Do yourself a favour, and play Highlands CTF or Assault with classic settings with a full party of friends. The experience is unbeatable. Reach multiplayer at its absolute best.
Unearthed is the first and only DLC Firefight map. Perched on a cliff face overlooking a massive quarry, this mining production facility provides the perfect backdrop for yourself and friends to bring the fight to the Covenant. This is the start of the fall of Reach, before the massive armies clashing, before the glassing, death and mayhem which will follow in the wake of the Invasion. You stand firm to face the threat head on.

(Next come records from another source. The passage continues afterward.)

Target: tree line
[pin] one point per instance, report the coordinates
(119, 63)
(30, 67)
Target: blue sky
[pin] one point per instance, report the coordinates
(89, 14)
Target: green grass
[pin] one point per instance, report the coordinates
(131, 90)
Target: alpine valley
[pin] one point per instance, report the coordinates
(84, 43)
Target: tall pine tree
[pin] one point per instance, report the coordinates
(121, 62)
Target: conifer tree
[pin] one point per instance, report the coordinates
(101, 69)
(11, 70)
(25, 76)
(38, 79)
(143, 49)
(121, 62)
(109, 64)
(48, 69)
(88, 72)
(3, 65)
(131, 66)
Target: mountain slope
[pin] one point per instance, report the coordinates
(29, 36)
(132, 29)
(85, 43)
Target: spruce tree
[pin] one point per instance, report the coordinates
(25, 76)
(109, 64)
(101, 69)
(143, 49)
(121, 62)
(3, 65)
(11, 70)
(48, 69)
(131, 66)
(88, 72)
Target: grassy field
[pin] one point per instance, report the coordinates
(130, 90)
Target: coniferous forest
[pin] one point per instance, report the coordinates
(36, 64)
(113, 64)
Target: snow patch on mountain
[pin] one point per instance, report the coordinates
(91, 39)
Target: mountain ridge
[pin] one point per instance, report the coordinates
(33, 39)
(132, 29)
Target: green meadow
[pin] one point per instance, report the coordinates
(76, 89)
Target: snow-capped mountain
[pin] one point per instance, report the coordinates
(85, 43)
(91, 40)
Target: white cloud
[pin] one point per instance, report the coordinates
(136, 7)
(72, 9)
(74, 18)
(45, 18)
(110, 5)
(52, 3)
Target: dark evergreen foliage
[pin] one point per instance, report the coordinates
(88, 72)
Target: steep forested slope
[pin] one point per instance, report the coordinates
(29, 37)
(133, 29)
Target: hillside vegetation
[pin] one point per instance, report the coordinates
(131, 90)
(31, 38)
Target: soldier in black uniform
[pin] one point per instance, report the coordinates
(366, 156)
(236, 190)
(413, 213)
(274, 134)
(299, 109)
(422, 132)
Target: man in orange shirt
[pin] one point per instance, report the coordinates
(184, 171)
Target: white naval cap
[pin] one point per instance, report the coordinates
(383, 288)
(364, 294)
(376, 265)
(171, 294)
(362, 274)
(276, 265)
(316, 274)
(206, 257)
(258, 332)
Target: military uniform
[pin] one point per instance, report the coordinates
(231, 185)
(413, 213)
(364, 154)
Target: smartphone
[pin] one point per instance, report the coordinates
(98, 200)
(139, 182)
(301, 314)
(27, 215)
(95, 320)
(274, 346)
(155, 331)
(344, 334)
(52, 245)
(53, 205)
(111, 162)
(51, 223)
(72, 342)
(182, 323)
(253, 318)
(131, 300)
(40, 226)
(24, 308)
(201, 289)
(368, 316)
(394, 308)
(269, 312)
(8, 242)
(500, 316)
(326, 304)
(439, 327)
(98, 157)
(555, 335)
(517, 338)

You’ll notice at once the strange geography of the area. The quarry is mining titanium, a precious metal needed in practically all areas of the UNSC military, from Spartan Armour to the hulls of the largest Battlecruisers and frigates, the unnaturally rich deposits are the result of a devastating meteor impact in Reach’s distant past. Despite the distinctly human industrial theme of the map, this place as alien and foreign as it gets. You’ll notice a nod the fans in the name of the mining company, BXR. They were featured briefly in the campaign and now play a central visual role as you’re holding your own against the Covenant waves.
Unearthed benefits from the fact that the map was designed, ground up, as a Firefight space and not a campaign area reworked for the purpose. This dedicated intent behind the map results in the most intense, and fun Firefight map there is. The multiple routes, passages lend themselves well to jet-packing, sprinting and heavy vehicle use whilst the Covenant AI takes advantage of these spaces just as well. Sometimes you’ll be surrounded on every side in ways you never have been before. You’ll swear that the Covenant is smarter than ever and more deadly than it has ever been and you’d be right. The map is designed to give the player and Covenant every advantage possible. It all just works and clicks together.
There are some minors issues. Highlands and Condemned do not lends themselves to Forge very well. Thankfully the maps themselves are strong enough to stand on their own but some will lament the lack of user customisations. Unearthed’s brown and red muck industrial theme has also worn a bit thin although the unique alien vibe does salvage it. I would have preferred the default Warthog on this map as the Rockethog is sometimes a bit too hectic and messy to get the job done.
The Defiant Map Pack had a lot to live up to and simply put, it delivers. Two of the best multiplayer maps across Reach’s offerings and the most definitive Reach Firefight map all go a long way to assure fans that Halo is good hands now and in the future. Halo will always be Halo.